Powell's objection was not sufficient to notify the trial court of the additional legal grounds he now asserts as his basis for appeal, and Powell sought no ruling from the court on those objections. See Slade, 287 Ga.App. at 35(1). Therefore, Powell has waived his grounds for appeal on this issue.
Even if Powell had preserved his relevance and improper bolstering challenges to the forensic investigator's testimony, we find no grounds for reversal. It is error for a trial court to permit a witness “to bolster the credibility of another witness by expressing an opinion that the witness is telling the truth.” Noe v. State, 287 Ga.App. 728, 731(1) (652 S.E.2d 620) (2007). Credibility of a witness “is a matter solely within the province of a jury.” Id. (citing Mann v. State, 252 Ga.App. 70, 72(1) (555 S.E.2d 527) (2001)). But this does not require a court to exclude testimony simply because a defendant argues a tangential relation to credibility. In Noe, we observed that this rule prohibits “directly commenting upon the victim's credibility, i.e ., stating ‘I believe the victim; I think the victim is telling the truth,’ or testimony that implicitly goes to the ultimate issue for jury determination, i.e., ‘In my opinion, the victim was sexually abused.’ “ Noe, 287 Ga.App. at 730 (upholding admission of nurse's testimony that the physical exam was consistent with victim's allegations). Nothing Powell complains of here even remotely approaches the kind of testimony Noe explains is prohibited.
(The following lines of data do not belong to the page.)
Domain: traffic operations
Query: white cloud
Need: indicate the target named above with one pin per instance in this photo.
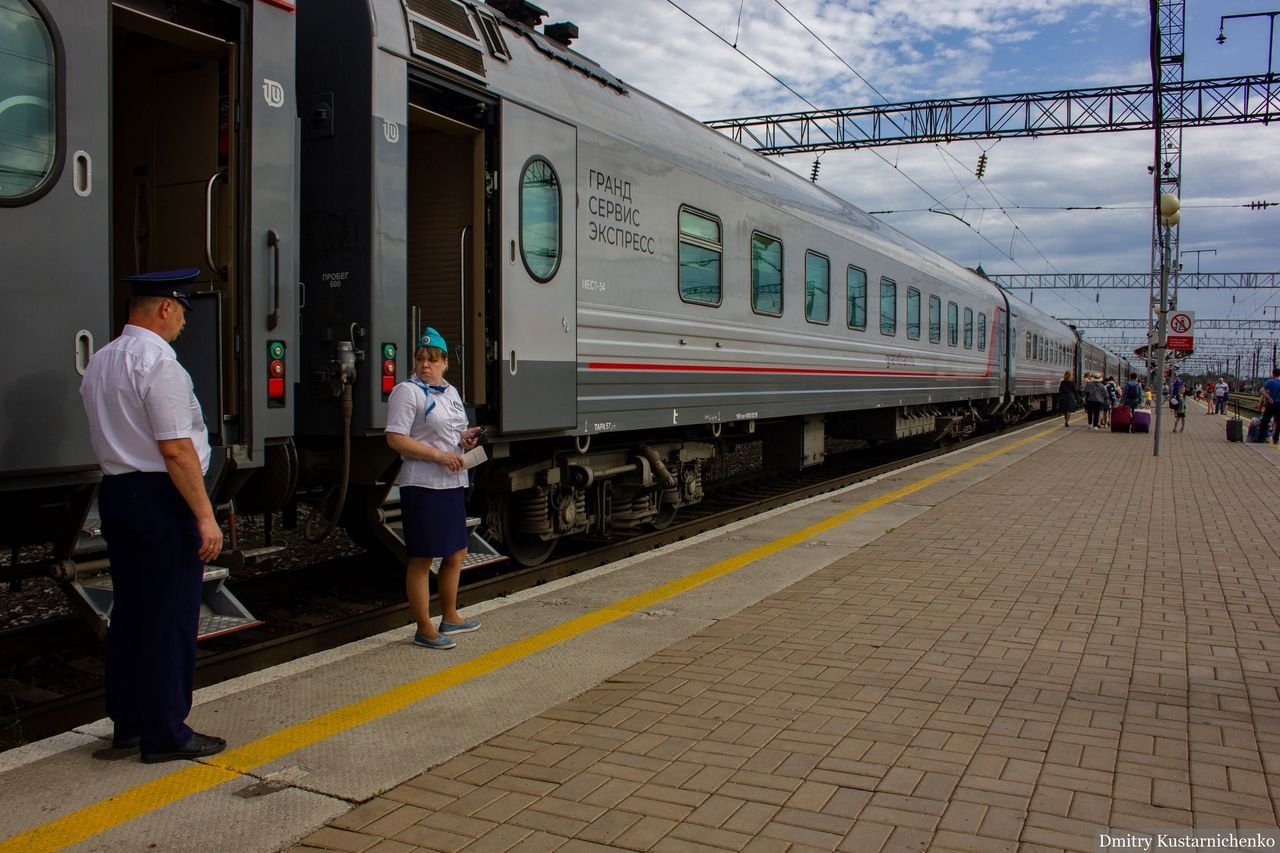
(910, 50)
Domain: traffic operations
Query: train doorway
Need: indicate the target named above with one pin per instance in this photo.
(447, 241)
(174, 168)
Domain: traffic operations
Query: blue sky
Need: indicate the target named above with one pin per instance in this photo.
(912, 50)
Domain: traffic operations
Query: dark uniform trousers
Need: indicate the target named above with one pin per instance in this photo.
(156, 575)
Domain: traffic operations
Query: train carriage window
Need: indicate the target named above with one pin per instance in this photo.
(913, 314)
(766, 274)
(539, 219)
(700, 254)
(888, 306)
(817, 288)
(855, 283)
(28, 103)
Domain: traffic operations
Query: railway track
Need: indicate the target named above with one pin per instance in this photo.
(378, 601)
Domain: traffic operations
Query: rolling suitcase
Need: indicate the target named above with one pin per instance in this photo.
(1120, 416)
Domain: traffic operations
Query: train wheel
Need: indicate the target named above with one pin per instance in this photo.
(528, 550)
(666, 515)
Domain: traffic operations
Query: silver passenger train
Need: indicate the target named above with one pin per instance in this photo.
(625, 292)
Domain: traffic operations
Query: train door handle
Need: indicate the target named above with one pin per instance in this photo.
(273, 241)
(209, 224)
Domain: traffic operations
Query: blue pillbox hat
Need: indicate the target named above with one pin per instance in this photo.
(433, 338)
(174, 283)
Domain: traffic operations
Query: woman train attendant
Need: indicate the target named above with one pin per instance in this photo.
(426, 424)
(1068, 397)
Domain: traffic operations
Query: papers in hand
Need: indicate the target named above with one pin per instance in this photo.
(474, 457)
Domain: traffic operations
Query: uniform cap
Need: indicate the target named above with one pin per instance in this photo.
(433, 338)
(174, 283)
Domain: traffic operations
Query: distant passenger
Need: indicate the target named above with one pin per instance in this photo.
(1095, 398)
(1178, 404)
(1132, 393)
(1112, 398)
(1270, 400)
(150, 439)
(426, 424)
(1068, 396)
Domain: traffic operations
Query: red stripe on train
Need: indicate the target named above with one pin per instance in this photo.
(807, 372)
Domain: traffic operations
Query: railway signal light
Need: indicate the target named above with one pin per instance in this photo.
(275, 374)
(388, 369)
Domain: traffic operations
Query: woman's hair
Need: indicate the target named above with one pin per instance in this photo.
(433, 354)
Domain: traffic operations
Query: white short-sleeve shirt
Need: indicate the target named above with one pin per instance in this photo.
(136, 393)
(439, 425)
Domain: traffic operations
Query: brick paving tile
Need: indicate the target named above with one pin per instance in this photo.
(433, 839)
(388, 845)
(365, 813)
(608, 826)
(337, 839)
(393, 822)
(508, 803)
(534, 843)
(707, 835)
(644, 834)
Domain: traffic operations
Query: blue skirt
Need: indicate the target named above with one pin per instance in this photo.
(435, 520)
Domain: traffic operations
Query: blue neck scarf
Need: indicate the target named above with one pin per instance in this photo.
(426, 392)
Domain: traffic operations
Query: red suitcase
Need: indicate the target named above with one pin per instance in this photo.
(1120, 419)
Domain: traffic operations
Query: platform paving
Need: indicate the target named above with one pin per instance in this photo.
(1087, 642)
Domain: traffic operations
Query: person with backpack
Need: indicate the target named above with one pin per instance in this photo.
(1068, 395)
(1270, 402)
(1178, 404)
(1132, 393)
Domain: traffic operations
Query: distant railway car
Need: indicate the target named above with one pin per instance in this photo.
(625, 292)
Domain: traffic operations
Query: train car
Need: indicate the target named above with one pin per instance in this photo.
(626, 293)
(622, 287)
(141, 135)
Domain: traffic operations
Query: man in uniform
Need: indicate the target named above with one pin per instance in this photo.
(150, 439)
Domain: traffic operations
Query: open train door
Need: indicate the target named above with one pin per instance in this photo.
(538, 341)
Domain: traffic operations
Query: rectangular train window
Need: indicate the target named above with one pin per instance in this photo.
(888, 306)
(700, 255)
(855, 282)
(913, 314)
(817, 288)
(766, 274)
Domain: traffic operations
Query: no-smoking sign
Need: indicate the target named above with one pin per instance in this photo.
(1182, 329)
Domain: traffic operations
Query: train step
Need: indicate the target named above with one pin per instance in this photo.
(392, 533)
(220, 612)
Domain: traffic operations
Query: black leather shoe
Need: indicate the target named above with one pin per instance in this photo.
(199, 747)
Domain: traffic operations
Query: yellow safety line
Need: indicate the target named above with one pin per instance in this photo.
(196, 778)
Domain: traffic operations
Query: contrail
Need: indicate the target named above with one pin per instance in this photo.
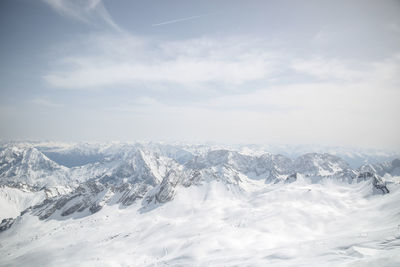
(176, 20)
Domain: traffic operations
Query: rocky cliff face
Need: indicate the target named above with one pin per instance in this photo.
(152, 175)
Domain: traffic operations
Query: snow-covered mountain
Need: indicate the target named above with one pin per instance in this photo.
(157, 178)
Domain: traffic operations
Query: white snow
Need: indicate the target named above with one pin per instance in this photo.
(14, 200)
(298, 224)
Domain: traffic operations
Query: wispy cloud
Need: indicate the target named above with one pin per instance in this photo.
(193, 62)
(177, 20)
(40, 101)
(87, 11)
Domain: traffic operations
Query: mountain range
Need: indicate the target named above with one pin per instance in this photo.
(61, 182)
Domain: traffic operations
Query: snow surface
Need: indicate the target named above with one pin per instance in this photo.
(195, 205)
(298, 224)
(14, 200)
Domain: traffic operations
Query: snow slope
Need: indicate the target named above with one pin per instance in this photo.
(298, 224)
(180, 205)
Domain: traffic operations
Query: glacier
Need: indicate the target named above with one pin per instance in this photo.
(168, 204)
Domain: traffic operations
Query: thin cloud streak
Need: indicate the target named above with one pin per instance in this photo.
(89, 11)
(177, 20)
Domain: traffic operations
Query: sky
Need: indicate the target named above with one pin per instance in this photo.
(266, 72)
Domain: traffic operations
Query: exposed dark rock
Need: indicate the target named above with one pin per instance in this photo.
(6, 223)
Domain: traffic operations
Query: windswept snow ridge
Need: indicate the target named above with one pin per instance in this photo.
(193, 205)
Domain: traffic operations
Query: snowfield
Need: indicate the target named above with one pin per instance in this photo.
(215, 208)
(298, 224)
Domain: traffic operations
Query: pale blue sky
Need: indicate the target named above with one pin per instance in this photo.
(227, 71)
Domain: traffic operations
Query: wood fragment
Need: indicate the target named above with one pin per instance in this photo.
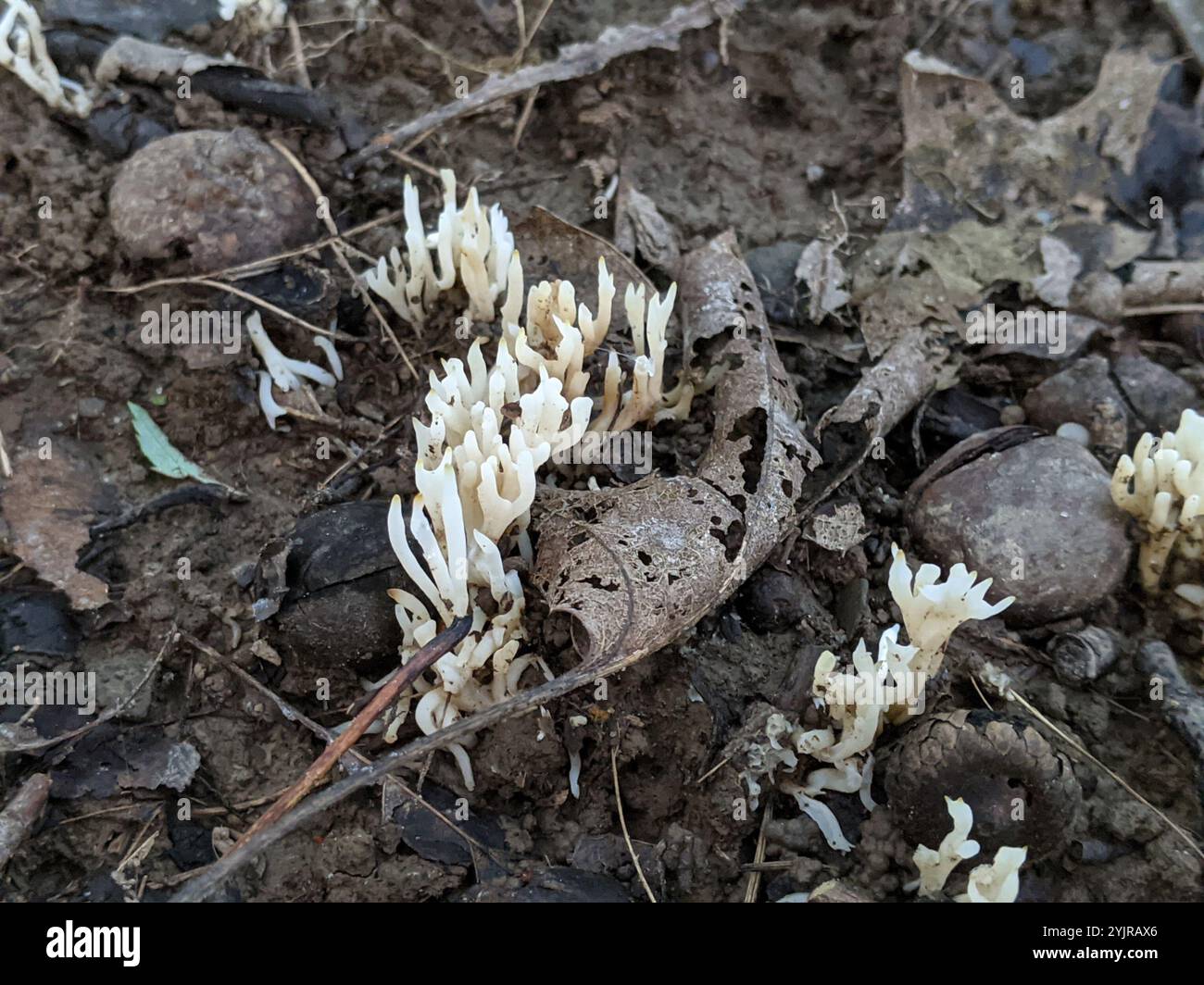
(574, 61)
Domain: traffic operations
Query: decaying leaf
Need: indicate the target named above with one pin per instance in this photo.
(839, 530)
(105, 761)
(1062, 267)
(639, 225)
(634, 567)
(973, 218)
(49, 504)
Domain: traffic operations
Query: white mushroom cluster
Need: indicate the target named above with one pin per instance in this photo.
(284, 372)
(470, 246)
(261, 15)
(23, 52)
(1162, 485)
(493, 427)
(862, 699)
(995, 883)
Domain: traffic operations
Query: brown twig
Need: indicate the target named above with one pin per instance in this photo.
(22, 813)
(574, 61)
(622, 824)
(381, 701)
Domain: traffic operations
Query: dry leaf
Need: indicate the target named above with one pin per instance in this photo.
(49, 505)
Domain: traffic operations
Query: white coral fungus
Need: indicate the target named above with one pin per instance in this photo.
(995, 883)
(494, 424)
(23, 52)
(862, 697)
(1162, 484)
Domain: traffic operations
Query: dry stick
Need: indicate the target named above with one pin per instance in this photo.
(1010, 693)
(622, 824)
(754, 888)
(22, 813)
(240, 293)
(574, 61)
(359, 725)
(337, 246)
(325, 735)
(413, 752)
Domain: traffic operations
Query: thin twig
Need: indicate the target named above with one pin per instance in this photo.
(256, 268)
(754, 888)
(326, 735)
(622, 824)
(297, 52)
(574, 61)
(381, 701)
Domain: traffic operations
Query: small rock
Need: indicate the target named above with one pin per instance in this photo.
(1032, 512)
(1082, 393)
(773, 270)
(1157, 395)
(1083, 656)
(213, 196)
(91, 407)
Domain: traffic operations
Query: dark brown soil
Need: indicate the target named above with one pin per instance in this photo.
(821, 124)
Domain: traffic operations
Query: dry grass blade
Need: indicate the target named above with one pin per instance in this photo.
(622, 824)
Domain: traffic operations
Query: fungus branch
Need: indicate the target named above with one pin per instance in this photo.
(23, 52)
(493, 428)
(1162, 485)
(995, 883)
(862, 699)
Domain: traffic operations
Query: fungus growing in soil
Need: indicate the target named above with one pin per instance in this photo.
(494, 425)
(23, 52)
(1162, 485)
(995, 883)
(1018, 785)
(285, 372)
(863, 699)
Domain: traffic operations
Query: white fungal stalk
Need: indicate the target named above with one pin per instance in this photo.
(1162, 484)
(995, 883)
(932, 611)
(284, 372)
(261, 15)
(955, 848)
(23, 52)
(862, 699)
(470, 247)
(493, 427)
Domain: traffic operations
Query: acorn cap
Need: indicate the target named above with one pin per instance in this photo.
(1022, 790)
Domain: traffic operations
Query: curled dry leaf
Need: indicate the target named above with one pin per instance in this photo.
(634, 567)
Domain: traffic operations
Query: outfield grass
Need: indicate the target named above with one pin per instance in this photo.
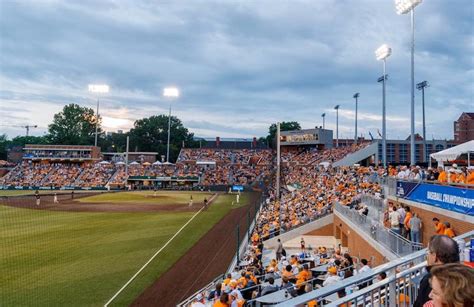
(81, 259)
(147, 197)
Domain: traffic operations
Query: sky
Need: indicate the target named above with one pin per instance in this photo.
(240, 65)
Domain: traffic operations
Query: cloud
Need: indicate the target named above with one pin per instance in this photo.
(240, 65)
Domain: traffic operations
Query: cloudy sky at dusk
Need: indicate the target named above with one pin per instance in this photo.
(240, 65)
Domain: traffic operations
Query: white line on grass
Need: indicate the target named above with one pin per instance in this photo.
(151, 259)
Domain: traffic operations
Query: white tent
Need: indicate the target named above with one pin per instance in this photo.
(455, 152)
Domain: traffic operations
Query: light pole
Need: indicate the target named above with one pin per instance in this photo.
(356, 96)
(337, 125)
(403, 7)
(171, 92)
(421, 86)
(382, 53)
(98, 89)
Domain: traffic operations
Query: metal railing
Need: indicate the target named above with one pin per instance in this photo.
(325, 212)
(399, 288)
(377, 231)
When asked about the victim's developmental level, the forensic investigator replied that the she “appeared a little—not developmentally 13 in comparison to the other 13 year olds that I've interviewed; okay?,” and then expanded on the relevance and meaning of this statement by indicating that there were “some accommodations made on my part to not assume the normal level of development of a thirteen year-old while I interviewed her.” This does not constitute impermissible commentary on the victim's credibility. Accordingly, we find Powell's second enumeration of error to be waived and without merit.
ELLINGTON, P.J. and McFADDEN, J., concur.